In On Writing and Failure, Stephen Marche shows zero patience for the self-help fable that “failure leads to success.” The myth says: suffer now, triumph later; keep grinding and the universe will eventually reward you. Marche calls this narrative pure nonsense. His friendships with writers who have made millions and basked in praise only confirm the truth: acclaim doesn’t cure insecurity, fame doesn’t dissolve alienation, and even celebrated authors carry the bruises of obscurity under their tuxedos. They remain misunderstood, jealous, anxious, and haunted by irrelevance. Success doesn’t banish failure—it merely decorates it. Celebrity is not salvation; it is a spotlight that makes the neediness easier to see.
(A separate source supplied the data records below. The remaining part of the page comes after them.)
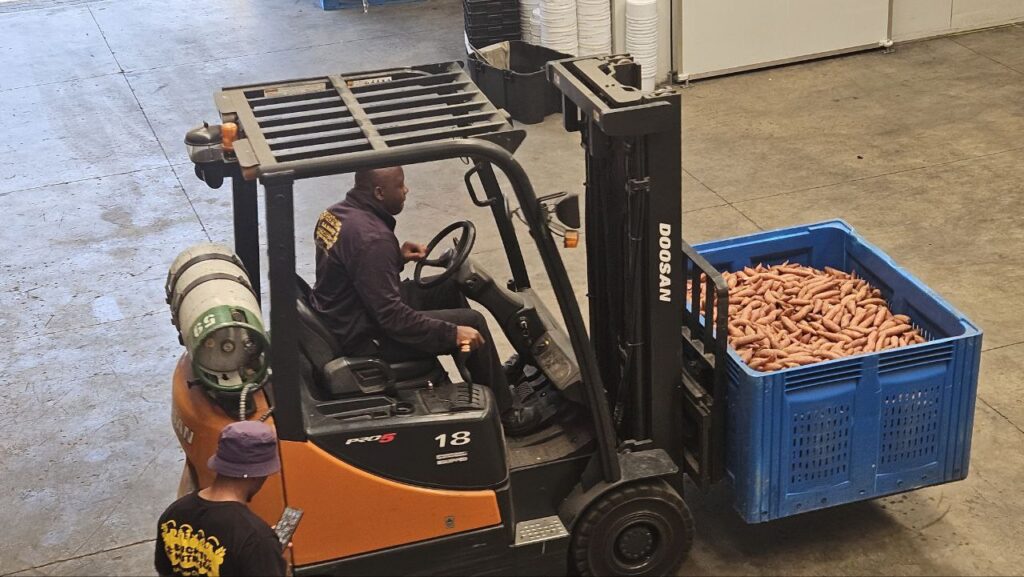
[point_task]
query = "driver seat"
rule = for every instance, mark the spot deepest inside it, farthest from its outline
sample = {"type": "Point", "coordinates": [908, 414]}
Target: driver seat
{"type": "Point", "coordinates": [340, 376]}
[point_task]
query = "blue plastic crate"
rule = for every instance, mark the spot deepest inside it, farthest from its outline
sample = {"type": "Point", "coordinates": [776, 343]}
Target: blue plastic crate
{"type": "Point", "coordinates": [854, 428]}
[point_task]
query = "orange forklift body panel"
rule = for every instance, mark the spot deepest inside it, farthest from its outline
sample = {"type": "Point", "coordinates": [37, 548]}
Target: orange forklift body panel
{"type": "Point", "coordinates": [350, 511]}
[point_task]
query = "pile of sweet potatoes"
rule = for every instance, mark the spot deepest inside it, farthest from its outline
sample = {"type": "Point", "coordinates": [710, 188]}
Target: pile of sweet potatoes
{"type": "Point", "coordinates": [790, 315]}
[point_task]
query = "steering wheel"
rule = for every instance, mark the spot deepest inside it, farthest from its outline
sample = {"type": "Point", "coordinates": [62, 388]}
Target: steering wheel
{"type": "Point", "coordinates": [452, 259]}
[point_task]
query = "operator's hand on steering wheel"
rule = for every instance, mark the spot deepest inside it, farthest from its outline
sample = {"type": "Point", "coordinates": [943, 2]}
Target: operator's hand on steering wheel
{"type": "Point", "coordinates": [468, 336]}
{"type": "Point", "coordinates": [413, 251]}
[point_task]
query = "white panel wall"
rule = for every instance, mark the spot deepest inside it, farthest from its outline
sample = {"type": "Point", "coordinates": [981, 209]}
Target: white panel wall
{"type": "Point", "coordinates": [918, 18]}
{"type": "Point", "coordinates": [921, 18]}
{"type": "Point", "coordinates": [980, 13]}
{"type": "Point", "coordinates": [720, 36]}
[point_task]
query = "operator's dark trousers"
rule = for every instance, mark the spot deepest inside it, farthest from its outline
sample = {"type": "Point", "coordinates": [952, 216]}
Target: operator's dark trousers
{"type": "Point", "coordinates": [446, 302]}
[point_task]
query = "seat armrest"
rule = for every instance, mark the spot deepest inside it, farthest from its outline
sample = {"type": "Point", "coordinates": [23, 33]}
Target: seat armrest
{"type": "Point", "coordinates": [350, 375]}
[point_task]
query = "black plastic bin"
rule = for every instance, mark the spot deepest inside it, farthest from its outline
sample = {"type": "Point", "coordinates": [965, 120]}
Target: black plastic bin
{"type": "Point", "coordinates": [489, 22]}
{"type": "Point", "coordinates": [522, 90]}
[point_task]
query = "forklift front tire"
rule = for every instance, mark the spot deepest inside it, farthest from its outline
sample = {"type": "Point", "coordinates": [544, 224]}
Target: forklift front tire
{"type": "Point", "coordinates": [642, 528]}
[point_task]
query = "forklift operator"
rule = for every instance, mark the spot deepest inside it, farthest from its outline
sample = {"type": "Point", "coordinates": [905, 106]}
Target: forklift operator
{"type": "Point", "coordinates": [370, 312]}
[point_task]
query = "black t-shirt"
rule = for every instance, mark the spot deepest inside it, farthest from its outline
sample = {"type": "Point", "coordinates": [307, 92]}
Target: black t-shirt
{"type": "Point", "coordinates": [215, 538]}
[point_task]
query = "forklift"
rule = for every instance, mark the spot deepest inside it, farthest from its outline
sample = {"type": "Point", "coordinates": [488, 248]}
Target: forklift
{"type": "Point", "coordinates": [398, 468]}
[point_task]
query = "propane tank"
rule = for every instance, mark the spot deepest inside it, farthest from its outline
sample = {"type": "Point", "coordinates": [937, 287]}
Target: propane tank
{"type": "Point", "coordinates": [218, 318]}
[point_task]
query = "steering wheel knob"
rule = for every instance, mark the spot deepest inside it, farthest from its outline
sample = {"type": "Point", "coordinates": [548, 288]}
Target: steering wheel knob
{"type": "Point", "coordinates": [452, 259]}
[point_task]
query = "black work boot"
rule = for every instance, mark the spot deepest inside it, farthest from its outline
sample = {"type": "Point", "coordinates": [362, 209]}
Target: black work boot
{"type": "Point", "coordinates": [536, 403]}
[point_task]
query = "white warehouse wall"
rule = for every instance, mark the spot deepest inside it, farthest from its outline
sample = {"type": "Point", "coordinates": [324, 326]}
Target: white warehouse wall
{"type": "Point", "coordinates": [921, 18]}
{"type": "Point", "coordinates": [910, 19]}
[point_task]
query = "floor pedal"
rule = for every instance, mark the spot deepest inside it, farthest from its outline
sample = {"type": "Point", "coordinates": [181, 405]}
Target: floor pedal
{"type": "Point", "coordinates": [540, 530]}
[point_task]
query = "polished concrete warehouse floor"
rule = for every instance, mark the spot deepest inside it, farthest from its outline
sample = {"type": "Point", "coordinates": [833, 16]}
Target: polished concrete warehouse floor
{"type": "Point", "coordinates": [921, 150]}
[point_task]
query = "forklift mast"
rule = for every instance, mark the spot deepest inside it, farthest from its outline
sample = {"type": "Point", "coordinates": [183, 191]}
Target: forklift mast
{"type": "Point", "coordinates": [663, 368]}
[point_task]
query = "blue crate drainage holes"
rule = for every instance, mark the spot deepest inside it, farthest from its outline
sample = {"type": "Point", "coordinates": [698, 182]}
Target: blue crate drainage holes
{"type": "Point", "coordinates": [820, 447]}
{"type": "Point", "coordinates": [911, 407]}
{"type": "Point", "coordinates": [844, 430]}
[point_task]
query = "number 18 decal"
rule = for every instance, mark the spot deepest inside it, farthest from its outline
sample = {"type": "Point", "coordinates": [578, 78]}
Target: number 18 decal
{"type": "Point", "coordinates": [457, 439]}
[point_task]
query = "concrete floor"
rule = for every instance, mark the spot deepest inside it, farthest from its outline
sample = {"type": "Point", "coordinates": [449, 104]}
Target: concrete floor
{"type": "Point", "coordinates": [920, 150]}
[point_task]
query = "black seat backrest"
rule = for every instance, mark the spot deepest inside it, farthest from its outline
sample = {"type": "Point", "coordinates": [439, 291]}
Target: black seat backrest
{"type": "Point", "coordinates": [314, 338]}
{"type": "Point", "coordinates": [339, 376]}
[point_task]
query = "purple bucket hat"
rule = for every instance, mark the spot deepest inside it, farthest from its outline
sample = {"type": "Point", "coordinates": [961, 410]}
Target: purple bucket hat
{"type": "Point", "coordinates": [246, 449]}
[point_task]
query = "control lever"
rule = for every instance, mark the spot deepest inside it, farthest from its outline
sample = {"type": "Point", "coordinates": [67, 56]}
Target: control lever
{"type": "Point", "coordinates": [463, 398]}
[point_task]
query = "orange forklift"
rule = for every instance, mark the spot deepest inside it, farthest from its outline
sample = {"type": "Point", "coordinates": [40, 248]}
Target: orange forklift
{"type": "Point", "coordinates": [398, 468]}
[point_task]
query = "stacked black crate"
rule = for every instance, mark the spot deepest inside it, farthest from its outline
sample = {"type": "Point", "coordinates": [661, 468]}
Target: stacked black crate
{"type": "Point", "coordinates": [491, 22]}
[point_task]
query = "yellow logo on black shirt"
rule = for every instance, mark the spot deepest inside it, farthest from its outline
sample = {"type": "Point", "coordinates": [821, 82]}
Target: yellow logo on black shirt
{"type": "Point", "coordinates": [192, 552]}
{"type": "Point", "coordinates": [328, 229]}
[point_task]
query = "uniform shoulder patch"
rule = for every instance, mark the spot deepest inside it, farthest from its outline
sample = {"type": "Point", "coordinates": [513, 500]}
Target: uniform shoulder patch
{"type": "Point", "coordinates": [328, 229]}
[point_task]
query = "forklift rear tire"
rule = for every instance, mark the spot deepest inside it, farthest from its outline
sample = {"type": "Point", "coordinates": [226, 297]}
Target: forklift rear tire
{"type": "Point", "coordinates": [643, 528]}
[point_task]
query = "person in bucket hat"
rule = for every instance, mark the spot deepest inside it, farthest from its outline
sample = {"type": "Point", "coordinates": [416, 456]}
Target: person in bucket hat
{"type": "Point", "coordinates": [212, 532]}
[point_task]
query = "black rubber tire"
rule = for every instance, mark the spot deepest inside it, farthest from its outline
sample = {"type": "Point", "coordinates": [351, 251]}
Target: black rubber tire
{"type": "Point", "coordinates": [614, 534]}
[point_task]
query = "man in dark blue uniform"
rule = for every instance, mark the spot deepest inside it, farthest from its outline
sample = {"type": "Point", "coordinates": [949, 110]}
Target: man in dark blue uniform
{"type": "Point", "coordinates": [372, 313]}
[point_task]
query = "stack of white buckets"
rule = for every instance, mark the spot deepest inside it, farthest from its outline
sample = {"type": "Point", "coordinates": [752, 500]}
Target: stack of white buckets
{"type": "Point", "coordinates": [558, 26]}
{"type": "Point", "coordinates": [582, 28]}
{"type": "Point", "coordinates": [641, 38]}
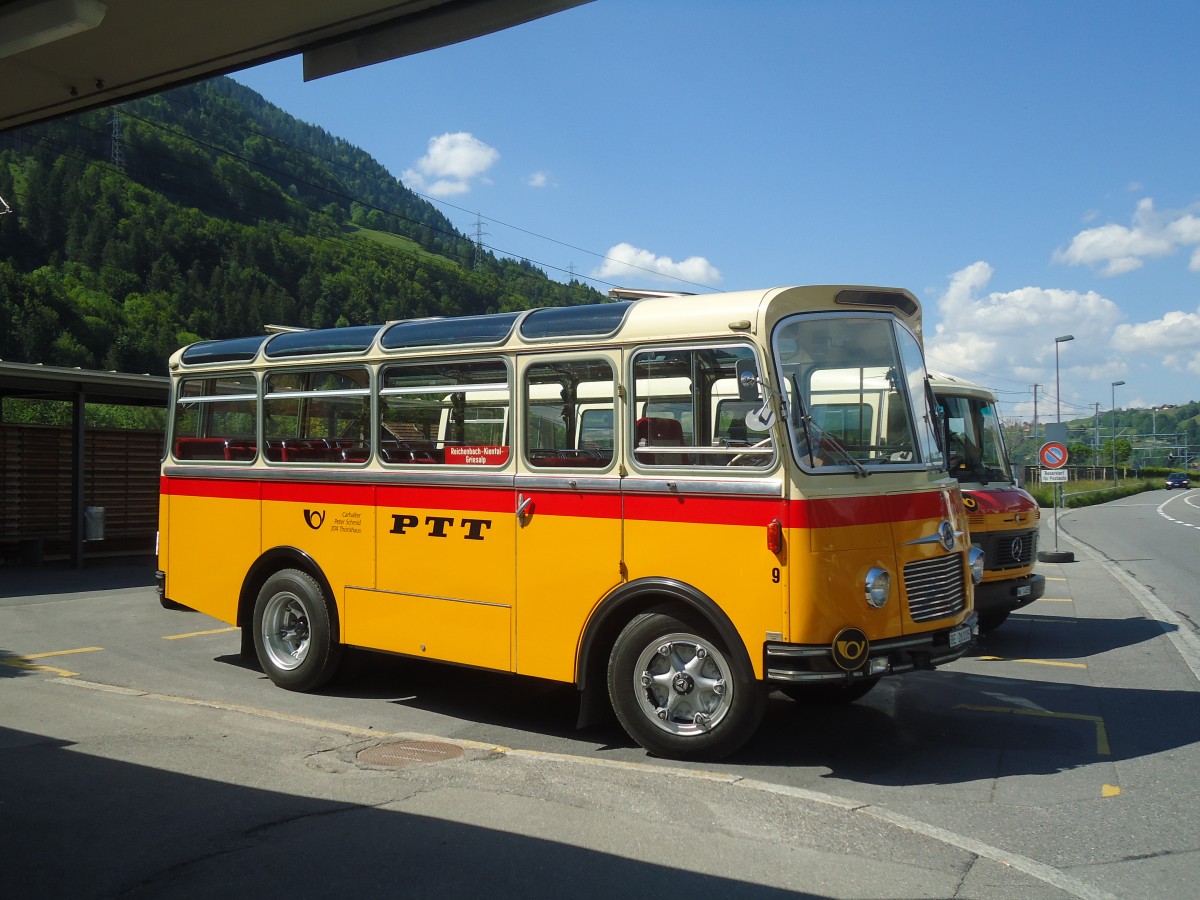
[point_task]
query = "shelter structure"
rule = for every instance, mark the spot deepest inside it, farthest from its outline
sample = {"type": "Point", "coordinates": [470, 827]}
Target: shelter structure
{"type": "Point", "coordinates": [51, 477]}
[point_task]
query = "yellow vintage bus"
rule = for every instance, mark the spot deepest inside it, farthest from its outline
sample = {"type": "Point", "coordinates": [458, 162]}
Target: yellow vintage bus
{"type": "Point", "coordinates": [634, 497]}
{"type": "Point", "coordinates": [1002, 516]}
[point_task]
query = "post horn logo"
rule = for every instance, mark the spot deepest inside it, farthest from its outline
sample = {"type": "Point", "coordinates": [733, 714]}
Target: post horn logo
{"type": "Point", "coordinates": [851, 649]}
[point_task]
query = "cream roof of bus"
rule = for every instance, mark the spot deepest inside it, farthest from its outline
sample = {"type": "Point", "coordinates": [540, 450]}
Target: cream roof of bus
{"type": "Point", "coordinates": [953, 385]}
{"type": "Point", "coordinates": [675, 317]}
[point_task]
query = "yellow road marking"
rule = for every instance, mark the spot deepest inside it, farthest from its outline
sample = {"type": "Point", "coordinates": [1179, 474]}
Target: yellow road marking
{"type": "Point", "coordinates": [23, 661]}
{"type": "Point", "coordinates": [59, 653]}
{"type": "Point", "coordinates": [197, 634]}
{"type": "Point", "coordinates": [1035, 661]}
{"type": "Point", "coordinates": [1102, 735]}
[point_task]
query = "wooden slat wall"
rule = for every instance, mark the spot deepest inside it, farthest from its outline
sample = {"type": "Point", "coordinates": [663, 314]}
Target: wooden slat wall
{"type": "Point", "coordinates": [120, 474]}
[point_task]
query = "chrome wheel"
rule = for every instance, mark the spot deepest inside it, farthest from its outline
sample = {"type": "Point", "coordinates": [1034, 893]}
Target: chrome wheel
{"type": "Point", "coordinates": [683, 684]}
{"type": "Point", "coordinates": [294, 631]}
{"type": "Point", "coordinates": [678, 691]}
{"type": "Point", "coordinates": [286, 630]}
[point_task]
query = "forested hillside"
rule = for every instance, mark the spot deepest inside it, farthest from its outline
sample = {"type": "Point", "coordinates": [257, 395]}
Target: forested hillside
{"type": "Point", "coordinates": [208, 213]}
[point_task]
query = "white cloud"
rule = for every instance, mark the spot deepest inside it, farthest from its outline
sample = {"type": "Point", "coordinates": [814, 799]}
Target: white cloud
{"type": "Point", "coordinates": [1115, 249]}
{"type": "Point", "coordinates": [624, 262]}
{"type": "Point", "coordinates": [1174, 340]}
{"type": "Point", "coordinates": [450, 165]}
{"type": "Point", "coordinates": [1012, 334]}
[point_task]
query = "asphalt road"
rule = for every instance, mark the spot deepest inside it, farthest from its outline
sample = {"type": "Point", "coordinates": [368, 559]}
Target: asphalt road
{"type": "Point", "coordinates": [139, 757]}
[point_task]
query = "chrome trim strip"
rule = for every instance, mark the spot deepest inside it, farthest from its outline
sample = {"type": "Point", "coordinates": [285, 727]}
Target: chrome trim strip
{"type": "Point", "coordinates": [681, 486]}
{"type": "Point", "coordinates": [429, 597]}
{"type": "Point", "coordinates": [354, 475]}
{"type": "Point", "coordinates": [581, 484]}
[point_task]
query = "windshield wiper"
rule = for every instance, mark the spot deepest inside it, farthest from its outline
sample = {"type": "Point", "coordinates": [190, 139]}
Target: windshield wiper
{"type": "Point", "coordinates": [825, 442]}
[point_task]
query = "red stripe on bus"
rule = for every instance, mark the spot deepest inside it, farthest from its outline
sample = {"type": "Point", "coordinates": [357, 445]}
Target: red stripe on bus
{"type": "Point", "coordinates": [703, 510]}
{"type": "Point", "coordinates": [211, 487]}
{"type": "Point", "coordinates": [840, 511]}
{"type": "Point", "coordinates": [477, 499]}
{"type": "Point", "coordinates": [819, 513]}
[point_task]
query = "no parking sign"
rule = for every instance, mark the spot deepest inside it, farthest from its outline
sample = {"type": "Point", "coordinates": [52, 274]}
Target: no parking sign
{"type": "Point", "coordinates": [1053, 455]}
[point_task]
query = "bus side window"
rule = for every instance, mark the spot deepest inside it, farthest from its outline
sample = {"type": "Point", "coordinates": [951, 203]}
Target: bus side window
{"type": "Point", "coordinates": [215, 419]}
{"type": "Point", "coordinates": [569, 421]}
{"type": "Point", "coordinates": [317, 415]}
{"type": "Point", "coordinates": [689, 409]}
{"type": "Point", "coordinates": [445, 413]}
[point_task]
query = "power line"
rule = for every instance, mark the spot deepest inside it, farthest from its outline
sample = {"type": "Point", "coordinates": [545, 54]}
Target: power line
{"type": "Point", "coordinates": [427, 198]}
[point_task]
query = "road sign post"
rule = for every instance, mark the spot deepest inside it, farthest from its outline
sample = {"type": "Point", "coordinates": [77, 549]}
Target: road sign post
{"type": "Point", "coordinates": [1053, 457]}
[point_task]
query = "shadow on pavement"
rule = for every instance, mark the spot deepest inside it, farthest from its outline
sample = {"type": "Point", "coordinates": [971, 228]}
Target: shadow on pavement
{"type": "Point", "coordinates": [103, 574]}
{"type": "Point", "coordinates": [83, 826]}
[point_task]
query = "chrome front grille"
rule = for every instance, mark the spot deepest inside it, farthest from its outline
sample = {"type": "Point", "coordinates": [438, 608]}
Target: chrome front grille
{"type": "Point", "coordinates": [1009, 550]}
{"type": "Point", "coordinates": [935, 587]}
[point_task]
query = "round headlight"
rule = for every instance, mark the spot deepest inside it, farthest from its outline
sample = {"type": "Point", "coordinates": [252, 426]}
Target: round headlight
{"type": "Point", "coordinates": [976, 561]}
{"type": "Point", "coordinates": [879, 587]}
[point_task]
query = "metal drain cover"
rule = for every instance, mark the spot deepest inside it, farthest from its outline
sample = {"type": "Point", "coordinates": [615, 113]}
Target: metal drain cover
{"type": "Point", "coordinates": [408, 753]}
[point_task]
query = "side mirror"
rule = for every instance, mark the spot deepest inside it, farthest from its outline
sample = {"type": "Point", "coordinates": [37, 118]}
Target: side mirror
{"type": "Point", "coordinates": [748, 379]}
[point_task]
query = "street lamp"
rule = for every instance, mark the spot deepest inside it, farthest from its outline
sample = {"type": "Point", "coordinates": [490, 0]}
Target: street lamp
{"type": "Point", "coordinates": [1115, 432]}
{"type": "Point", "coordinates": [1057, 388]}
Marche believes the situation is worsening. We live, he argues, in a cultural moment where institutions are collapsing and traditional literary prestige has been replaced by digital noise. Novelists chase television deals. Journalists pivot into professional outrage machines. The literary public square has splintered into algorithmic micro-audiences. And in this fractured landscape, the writer’s deepest fear is not rejection—it’s evaporation. Not being debated, but forgotten.
Even the “independent writer revolution” gets little mercy from Marche. Platforms come and go, each proclaimed the future of writing, each eventually forgotten. “Every few years there’s some new great hope—right now it’s Substack,” he writes. Then comes the hammer: “Substack will die or peter out just like the rest.” The point is not cynicism for sport; it is a reminder that technology cannot build the cathedral that literary culture once occupied. The medium keeps changing; the instability remains constant.
As a reader drowning in subscriptions, I find his skepticism refreshing. I can’t reasonably pay $60 to $120 a year for dozens of Substack writers I admire. If I did, I’d be shelling out ten grand annually just to keep up. That is not a sustainable model for anyone but tech-company accountants. So yes, blogs collapsed, digital magazines buckled, and Substack may be next. Writers are still wandering, looking for a home that isn’t a platform built on a countdown timer. We are living in a literary diaspora—talent everywhere, shelter nowhere.